4 In a survey that one of my pharma clients did, over 60 percent of employees said that they had lied at least once about where
they worked because they felt ashamed of it or because they felt pressure to do so. You do not need to be signed up for the
full touchy-feely HR credo to believe that this is bad for business. We have studied the internal impact of corporate social
responsibility programs and of a good reputation, and they do affect employees' likelihood of staying with the company and
their willingness to act as ambassadors for it. If you suggest this as a reason for spending your marketing budget, you are
unlikely to have many future opportunities to act as an ambassador for anything except, maybe, the joys of a sparkling WC.
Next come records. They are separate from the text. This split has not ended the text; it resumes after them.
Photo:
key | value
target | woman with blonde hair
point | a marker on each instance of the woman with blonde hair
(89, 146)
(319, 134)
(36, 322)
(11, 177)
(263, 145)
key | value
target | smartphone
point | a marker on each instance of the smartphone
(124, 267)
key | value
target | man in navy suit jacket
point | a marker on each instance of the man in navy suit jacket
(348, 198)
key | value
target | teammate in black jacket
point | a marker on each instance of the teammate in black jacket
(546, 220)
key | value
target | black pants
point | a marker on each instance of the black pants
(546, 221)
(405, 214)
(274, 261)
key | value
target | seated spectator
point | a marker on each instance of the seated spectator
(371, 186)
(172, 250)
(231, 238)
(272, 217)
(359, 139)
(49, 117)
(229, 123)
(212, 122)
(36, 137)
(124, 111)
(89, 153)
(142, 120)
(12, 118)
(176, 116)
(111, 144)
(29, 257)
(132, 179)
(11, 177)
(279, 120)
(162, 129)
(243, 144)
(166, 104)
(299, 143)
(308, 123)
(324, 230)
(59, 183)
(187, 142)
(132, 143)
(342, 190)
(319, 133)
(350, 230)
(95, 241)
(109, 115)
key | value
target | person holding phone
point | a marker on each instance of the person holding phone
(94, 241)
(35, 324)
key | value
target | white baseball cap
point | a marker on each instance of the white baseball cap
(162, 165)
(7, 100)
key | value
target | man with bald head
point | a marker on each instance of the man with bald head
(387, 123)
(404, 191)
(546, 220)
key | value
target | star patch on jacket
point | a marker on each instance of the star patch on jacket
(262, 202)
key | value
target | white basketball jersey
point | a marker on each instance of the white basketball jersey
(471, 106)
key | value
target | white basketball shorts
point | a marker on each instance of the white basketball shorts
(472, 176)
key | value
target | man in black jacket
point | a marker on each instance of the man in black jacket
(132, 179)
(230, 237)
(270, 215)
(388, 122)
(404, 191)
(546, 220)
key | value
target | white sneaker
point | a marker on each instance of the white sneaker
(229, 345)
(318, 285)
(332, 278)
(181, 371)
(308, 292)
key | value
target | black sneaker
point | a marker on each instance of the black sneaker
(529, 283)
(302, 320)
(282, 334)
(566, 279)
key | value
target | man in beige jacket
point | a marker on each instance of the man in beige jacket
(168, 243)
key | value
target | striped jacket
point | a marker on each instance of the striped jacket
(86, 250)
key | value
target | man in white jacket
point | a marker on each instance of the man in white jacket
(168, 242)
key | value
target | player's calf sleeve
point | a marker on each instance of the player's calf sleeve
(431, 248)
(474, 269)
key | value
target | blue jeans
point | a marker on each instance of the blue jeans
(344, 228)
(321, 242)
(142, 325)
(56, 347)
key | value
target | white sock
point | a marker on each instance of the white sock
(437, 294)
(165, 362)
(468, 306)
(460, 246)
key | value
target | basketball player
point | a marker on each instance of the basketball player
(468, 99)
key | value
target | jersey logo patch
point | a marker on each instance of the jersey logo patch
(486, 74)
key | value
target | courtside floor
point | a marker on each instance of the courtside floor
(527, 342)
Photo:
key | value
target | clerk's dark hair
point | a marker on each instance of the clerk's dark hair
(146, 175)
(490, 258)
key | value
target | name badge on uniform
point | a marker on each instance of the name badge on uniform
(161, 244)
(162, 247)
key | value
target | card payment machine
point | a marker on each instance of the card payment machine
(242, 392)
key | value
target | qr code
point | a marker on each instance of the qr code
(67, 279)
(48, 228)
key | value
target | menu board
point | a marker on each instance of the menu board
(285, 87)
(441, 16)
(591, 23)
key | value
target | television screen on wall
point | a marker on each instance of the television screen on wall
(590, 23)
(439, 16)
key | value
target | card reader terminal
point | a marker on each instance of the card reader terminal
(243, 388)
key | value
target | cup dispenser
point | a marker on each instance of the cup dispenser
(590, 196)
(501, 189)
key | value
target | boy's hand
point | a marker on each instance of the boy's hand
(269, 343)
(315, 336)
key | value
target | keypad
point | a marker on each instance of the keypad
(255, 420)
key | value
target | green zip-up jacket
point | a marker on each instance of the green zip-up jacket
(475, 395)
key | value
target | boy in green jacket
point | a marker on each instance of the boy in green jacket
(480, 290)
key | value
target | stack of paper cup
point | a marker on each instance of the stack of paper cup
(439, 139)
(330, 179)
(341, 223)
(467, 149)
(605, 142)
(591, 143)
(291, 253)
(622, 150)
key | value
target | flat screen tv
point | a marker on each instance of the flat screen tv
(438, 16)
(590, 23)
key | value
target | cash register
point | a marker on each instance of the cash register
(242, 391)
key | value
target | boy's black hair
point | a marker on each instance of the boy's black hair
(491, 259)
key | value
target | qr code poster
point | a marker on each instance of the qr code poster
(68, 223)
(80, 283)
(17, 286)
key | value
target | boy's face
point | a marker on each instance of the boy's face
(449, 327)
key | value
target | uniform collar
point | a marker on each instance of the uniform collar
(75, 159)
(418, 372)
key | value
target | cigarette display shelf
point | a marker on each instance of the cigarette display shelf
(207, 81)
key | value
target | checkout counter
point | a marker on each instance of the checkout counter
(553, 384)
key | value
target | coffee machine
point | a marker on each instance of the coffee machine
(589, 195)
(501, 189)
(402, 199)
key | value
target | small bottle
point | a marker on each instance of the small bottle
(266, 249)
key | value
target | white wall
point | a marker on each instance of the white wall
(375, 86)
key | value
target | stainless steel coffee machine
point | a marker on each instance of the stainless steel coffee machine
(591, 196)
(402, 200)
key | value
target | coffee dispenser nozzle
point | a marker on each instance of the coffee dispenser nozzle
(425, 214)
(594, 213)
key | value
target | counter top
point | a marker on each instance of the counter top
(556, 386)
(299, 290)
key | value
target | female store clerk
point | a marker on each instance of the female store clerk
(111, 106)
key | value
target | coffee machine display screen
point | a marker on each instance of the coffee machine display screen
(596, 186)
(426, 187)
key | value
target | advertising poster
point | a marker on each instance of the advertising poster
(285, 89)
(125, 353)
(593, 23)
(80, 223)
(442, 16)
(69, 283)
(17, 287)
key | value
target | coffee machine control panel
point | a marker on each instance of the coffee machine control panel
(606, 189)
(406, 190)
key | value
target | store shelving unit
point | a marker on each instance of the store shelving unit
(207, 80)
As a reason for a joint investment by public affairs, marketing and HR, it is underused.
5 CEOs, chairmen and board members suffer from a related syndrome but they can't lie about where they work, so they spend instead
on "good deeds." In Europe, they might even get a title out of it or a handsome sash to wear at formal dinners or an award
from some minor member of a Royal Family. These corporate social responsibility programs are what the corporate yacht was
in an earlier age: the chance to build contacts and to get into elevated social circles. I'm sure that you couldn't show that
the yacht directly helped make deals or build profits and you certainly cannot show that these programs do. My limited diplomatic
abilities constrain me, but others make a lot of money out of producing the glossy card brochures, the coffee table books
and the corporate ads with generic pictures of African villagers bought from Internet photo agencies.